Loin d’être considérés comme des bon samaritains, les investisseurs en crypto-monnaies sont pour beaucoup de portoricains des « crypto-colons« , installés à San Juan pour construire leur ville, dépeuplée de locaux. « Les Portoricains ont été exploités par les États-Unis pendant plus de 100 ans. Ce qu’il s’est passé depuis l’ouragan Maria, c’est juste la continuité. Vous me parlez de reconstruction? Il n’y a aucune reconstruction« , assure ainsi à Rolling Stone Oscar Lopez Rivera, considéré par certains comme le « Nelson Mandela de Porto Rico« . « Nous devons investir auprès des communautés pauvres et les éduquer« , tonne-t-il auprès du média américain un an après la catastrophe.

« Nous sommes le terrain de jeu des riches. Nous sommes l’étude de cas pour quiconque veut expérimenter. Les étrangers bénéficient d’exemptions fiscales, quand les habitants ne peuvent même pas obtenir le moindre permis« , déplore dans le New York Times Andria Satz, employée pour l’ONG Conservation Trust. S’il est plutôt favorable à l’arrivée des crypto-entrepreneurs sur son île, Richard Lopez, qui à 32 ans tient une petite pizzeria à San Juan, dénonce l’inaccessibilité de cette technologie. Avec son ami d’enfance, il a ainsi tenté de créer un portefeuille de Bitcoins dans sa ville natale… sans succès face à une électricité capricieuse qui ne leur permettait pas de miner le moindre Bitcoin.

Tourisme, marijuana et films d’action

Gouverneur de Porto Rico depuis janvier 2017, Ricardo Rosselló a entrepris depuis quelques mois une opération séduction pour rendre son île plus attractive, malgré l’abattement médiatique qui prédit la fin de son île. En septembre 2018, l’homme politique faisait exception à sa règle de positivisme et n’hésitait pas à livrer son sentiment d’abandon. « L’aide en générale a été bien inférieure à celle attribuée à d’autres juridictions, il n’y a aucun doute là-dessus. C’est une réalité liée à notre condition coloniale et à notre citoyenneté de seconde-classe« , révèle Ricardo Rosselló auprès du Miami Herald. « Tant que nous serons privés de nos droits, nous n’aurons pas le pouvoir politique de demander les ressources appropriées, comme le feraient une Floride ou un Texas dans des circonstances similaires« , estime le gouverneur douze mois après Maria.

Ne pouvant compter que sur lui-même pour redresser l’île, Ricardo Rosselló ruse et parie sur de nouveaux business à fort potentiel. En plus de faire le tour des médias pour promouvoir la potentialité touristique de Porto Rico, le neuroscientifique compte sur la marijuana thérapeutique et la production de films pour relancer l’économie.

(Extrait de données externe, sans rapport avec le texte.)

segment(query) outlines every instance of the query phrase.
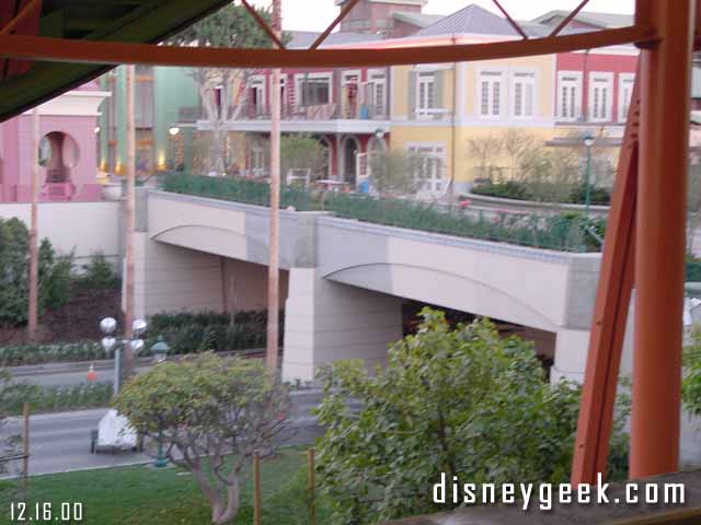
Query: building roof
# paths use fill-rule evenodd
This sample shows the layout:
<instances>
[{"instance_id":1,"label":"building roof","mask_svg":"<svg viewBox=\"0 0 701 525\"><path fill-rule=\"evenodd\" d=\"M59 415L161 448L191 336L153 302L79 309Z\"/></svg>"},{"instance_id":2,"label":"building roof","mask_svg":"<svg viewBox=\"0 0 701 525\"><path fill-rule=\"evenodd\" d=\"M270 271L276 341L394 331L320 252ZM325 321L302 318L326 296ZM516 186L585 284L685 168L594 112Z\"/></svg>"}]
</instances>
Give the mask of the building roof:
<instances>
[{"instance_id":1,"label":"building roof","mask_svg":"<svg viewBox=\"0 0 701 525\"><path fill-rule=\"evenodd\" d=\"M18 14L11 3L19 7L26 2L0 2L0 26ZM33 19L36 24L34 30L23 31L22 27L18 27L18 34L93 42L156 44L227 3L229 0L44 1L38 20ZM0 121L112 69L95 63L5 59L0 59ZM21 73L12 74L13 70Z\"/></svg>"},{"instance_id":2,"label":"building roof","mask_svg":"<svg viewBox=\"0 0 701 525\"><path fill-rule=\"evenodd\" d=\"M552 19L563 20L570 14L570 11L554 10L545 14L541 14L533 22L548 24ZM632 14L621 13L596 13L594 11L582 11L574 20L583 24L593 25L600 28L627 27L633 24L634 16Z\"/></svg>"},{"instance_id":3,"label":"building roof","mask_svg":"<svg viewBox=\"0 0 701 525\"><path fill-rule=\"evenodd\" d=\"M536 21L519 21L518 25L528 36L547 36L552 28ZM581 30L579 30L581 31ZM570 33L574 31L565 31ZM518 36L508 21L478 4L470 4L416 33L416 36L437 35L504 35Z\"/></svg>"},{"instance_id":4,"label":"building roof","mask_svg":"<svg viewBox=\"0 0 701 525\"><path fill-rule=\"evenodd\" d=\"M291 40L287 44L288 49L308 49L314 40L321 35L315 31L289 31ZM361 44L365 42L380 40L381 37L368 33L352 33L348 31L337 31L331 33L321 47L324 46L342 46L344 44Z\"/></svg>"},{"instance_id":5,"label":"building roof","mask_svg":"<svg viewBox=\"0 0 701 525\"><path fill-rule=\"evenodd\" d=\"M472 3L424 27L415 36L460 34L518 35L506 19Z\"/></svg>"},{"instance_id":6,"label":"building roof","mask_svg":"<svg viewBox=\"0 0 701 525\"><path fill-rule=\"evenodd\" d=\"M336 0L336 5L343 5L348 0ZM370 3L394 3L400 5L420 5L425 7L428 0L367 0Z\"/></svg>"},{"instance_id":7,"label":"building roof","mask_svg":"<svg viewBox=\"0 0 701 525\"><path fill-rule=\"evenodd\" d=\"M406 24L415 25L416 27L428 27L432 24L446 18L445 14L424 14L424 13L411 13L404 11L397 11L392 13L394 20L404 22Z\"/></svg>"}]
</instances>

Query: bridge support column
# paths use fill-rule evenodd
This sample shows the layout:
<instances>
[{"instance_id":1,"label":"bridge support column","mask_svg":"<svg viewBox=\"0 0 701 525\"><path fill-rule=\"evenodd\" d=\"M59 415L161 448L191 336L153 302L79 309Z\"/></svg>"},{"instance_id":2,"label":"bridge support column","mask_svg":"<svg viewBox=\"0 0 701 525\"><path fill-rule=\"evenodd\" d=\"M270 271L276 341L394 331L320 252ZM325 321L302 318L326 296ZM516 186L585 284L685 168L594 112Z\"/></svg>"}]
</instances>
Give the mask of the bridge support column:
<instances>
[{"instance_id":1,"label":"bridge support column","mask_svg":"<svg viewBox=\"0 0 701 525\"><path fill-rule=\"evenodd\" d=\"M290 270L284 381L313 381L320 365L338 360L384 364L401 337L401 299L327 281L312 268Z\"/></svg>"}]
</instances>

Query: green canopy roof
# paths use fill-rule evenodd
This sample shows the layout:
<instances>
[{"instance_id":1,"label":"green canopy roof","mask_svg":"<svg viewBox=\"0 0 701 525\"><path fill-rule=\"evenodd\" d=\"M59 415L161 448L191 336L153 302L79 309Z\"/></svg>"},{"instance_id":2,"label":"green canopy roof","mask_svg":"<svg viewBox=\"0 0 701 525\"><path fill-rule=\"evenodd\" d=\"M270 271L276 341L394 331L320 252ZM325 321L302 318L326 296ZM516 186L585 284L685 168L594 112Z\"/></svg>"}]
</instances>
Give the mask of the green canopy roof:
<instances>
[{"instance_id":1,"label":"green canopy roof","mask_svg":"<svg viewBox=\"0 0 701 525\"><path fill-rule=\"evenodd\" d=\"M3 0L0 27L27 1ZM229 0L44 0L38 36L54 38L158 43ZM3 12L2 12L3 11ZM4 20L3 20L4 16ZM36 19L34 18L34 27ZM35 30L34 30L35 31ZM19 34L36 35L22 31ZM26 72L0 59L0 121L102 74L112 67L87 63L33 62Z\"/></svg>"}]
</instances>

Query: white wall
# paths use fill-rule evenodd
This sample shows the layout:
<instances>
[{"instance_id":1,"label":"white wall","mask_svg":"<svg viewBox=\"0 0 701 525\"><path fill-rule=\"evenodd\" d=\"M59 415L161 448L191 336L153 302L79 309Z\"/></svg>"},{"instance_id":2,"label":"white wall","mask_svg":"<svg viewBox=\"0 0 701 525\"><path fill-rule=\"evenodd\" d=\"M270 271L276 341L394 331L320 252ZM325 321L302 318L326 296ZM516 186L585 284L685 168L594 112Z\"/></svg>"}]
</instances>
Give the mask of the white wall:
<instances>
[{"instance_id":1,"label":"white wall","mask_svg":"<svg viewBox=\"0 0 701 525\"><path fill-rule=\"evenodd\" d=\"M0 205L0 218L18 218L30 228L26 202ZM119 256L119 202L42 202L39 238L48 237L59 254L76 249L76 262L102 252L111 262Z\"/></svg>"}]
</instances>

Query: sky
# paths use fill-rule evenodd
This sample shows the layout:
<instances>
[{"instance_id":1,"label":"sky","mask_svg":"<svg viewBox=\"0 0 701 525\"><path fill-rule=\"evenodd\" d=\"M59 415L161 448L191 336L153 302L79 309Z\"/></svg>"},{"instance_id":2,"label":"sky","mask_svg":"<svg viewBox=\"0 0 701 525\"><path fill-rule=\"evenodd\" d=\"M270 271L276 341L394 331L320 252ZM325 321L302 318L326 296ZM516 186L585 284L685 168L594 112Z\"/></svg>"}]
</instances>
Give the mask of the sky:
<instances>
[{"instance_id":1,"label":"sky","mask_svg":"<svg viewBox=\"0 0 701 525\"><path fill-rule=\"evenodd\" d=\"M254 0L268 7L271 0ZM492 0L428 0L424 13L451 14L476 3L499 13ZM579 0L501 0L502 5L515 19L530 20L553 9L573 10ZM585 11L607 13L633 13L635 0L590 0ZM283 26L287 31L323 31L338 14L334 0L283 0Z\"/></svg>"}]
</instances>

En juillet 2018, Ricardo Rosselló posait ainsi avec l’investisseur Keith St. Clair devant un tas de gravats destiné à devenir un studio de cinéma à 70 millions de dollars. Entre son environnement tropical et ses crédits d’impôt aux taux attractifs, Porto Rico serait une destination à la mode pour les cinéastes. Le nouveau studio pourrait créer 1 325 emplois directs et indirects, et reste surtout une manière de « dire au monde que Porto Rico est prêt à continuer de faire des affaires« , comme le déclarait Ricardo Rosselló.
Fin 2018, l’île accueillait les équipes de tournage du film The Last Thing He Wanted, dont les têtes d’affiche sont Anne Hathaway et Nicolas Cage.

Ricardo Rosselló a aussi bien l’intention de profiter du développement de la consommation de marijuana à des fins médicales. Le gouverneur espère ainsi faire de l’île, où le cannabis thérapeutique est légal, un centre d’innovation pour la marijuana, explique Bloomberg. Dans son programme fiscal publié en août 2018, l’AAFAF (Fiscal Agency and Financial Advisory Authority) estime que « le gouvernement pourrait percevoir environ 14 millions de dollars par an de recette grâce à la taxe médicale sur la marijuana« .

En août 2018, le gouvernement portoricain annonçait au congrès américain que la reconstruction de l’île nécessiterait un budget d’au moins 139 milliards de dollars.